The service is already being used in many different business scenarios across SAP, maybe you have come across one or the other. However, machine translation technology continuously evolves and is still a busy field of research. To maintain a high-quality machine translation offering for different purposes within businesses that want to provide multilingual content, the machine translation system needs to keep up with current technology. Over the past years, we have seen an increasing demand for translation of conversational content in a business context, for example support chat dialogues, as highlighted in this blog by Janos Nagy.
The challenge in handling conversational content is to allow for incorrect input while maintaining translation quality. Conversational content often includes lower quality source input with typos, missing or inconsistent casing, lack of punctuation, informal words, etc.
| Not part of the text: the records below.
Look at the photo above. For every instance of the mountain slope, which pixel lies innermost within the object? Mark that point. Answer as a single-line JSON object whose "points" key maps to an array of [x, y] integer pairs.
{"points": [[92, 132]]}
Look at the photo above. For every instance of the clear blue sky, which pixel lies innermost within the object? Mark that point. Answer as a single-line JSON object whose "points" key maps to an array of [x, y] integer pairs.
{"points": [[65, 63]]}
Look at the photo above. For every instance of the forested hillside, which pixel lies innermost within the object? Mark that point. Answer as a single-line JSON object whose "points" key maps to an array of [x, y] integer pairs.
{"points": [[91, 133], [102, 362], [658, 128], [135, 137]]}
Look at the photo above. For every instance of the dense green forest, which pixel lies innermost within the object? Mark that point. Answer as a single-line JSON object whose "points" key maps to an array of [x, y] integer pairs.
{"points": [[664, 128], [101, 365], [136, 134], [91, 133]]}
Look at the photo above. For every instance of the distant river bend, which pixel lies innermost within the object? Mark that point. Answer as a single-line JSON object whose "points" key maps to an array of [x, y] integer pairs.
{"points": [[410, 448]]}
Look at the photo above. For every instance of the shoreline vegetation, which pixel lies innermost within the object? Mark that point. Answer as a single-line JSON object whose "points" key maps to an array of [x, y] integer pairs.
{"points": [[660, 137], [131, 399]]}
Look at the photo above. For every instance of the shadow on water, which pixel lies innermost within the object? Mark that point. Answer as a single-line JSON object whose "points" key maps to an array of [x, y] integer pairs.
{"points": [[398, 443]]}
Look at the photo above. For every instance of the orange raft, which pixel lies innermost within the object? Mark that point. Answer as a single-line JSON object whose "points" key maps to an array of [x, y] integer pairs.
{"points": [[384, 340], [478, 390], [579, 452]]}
Here you see some exemplary input
|User||why my gdm is not working|
|User||it says .service file is not there|
|Support||what are you doing exactly|
|Support||where is it exactly|
In the business context, conversational content is quite far removed from the oftentimes curated content such as learning or marketing materials. Looking to provide improved quality for this type of content, adding more previously translated data alone is not the answer. Partly, because the amount of translated conversational content needed would exceed available resources and in parts, because the different nature of conversational content could influence the translations of formal content, which should remain formal. There is ongoing research in the machine translation research community on how to tackle such input and improve machine translation output on such data.
The machine translation team at Language Experience investigated several methods from current research over several months. Following a research-driven approach, we were able to judge the impact of specific methods in our systems and incorporate the most promising techniques to improve quality for conversational content. Meanwhile, there were no degradations for other content types, which is of paramount importance for our offering. We are happy to report that a publication detailing our findings and experiences was accepted at the EAMT conference 2022, an established conference in the machine translation area (https://eamt.org/). Our paper was peer-reviewed to be accepted and a member of our team was able to attend the conference, present our paper and mingle with the research community.
“Hi, how can I help you?” Improving Machine Translation of Conversational Content in a Business Context – ACL Anthology provides an insight into our research and work that we put into this task. As with any research topic, the current state is only an intermediate state and there are still more improvements to make and more topics for our machine translation team to tackle.
Therefore, actively following and practicing research even in an industry setting, is a key pillar of our team’s work and allows us to improve our machine translation continuously.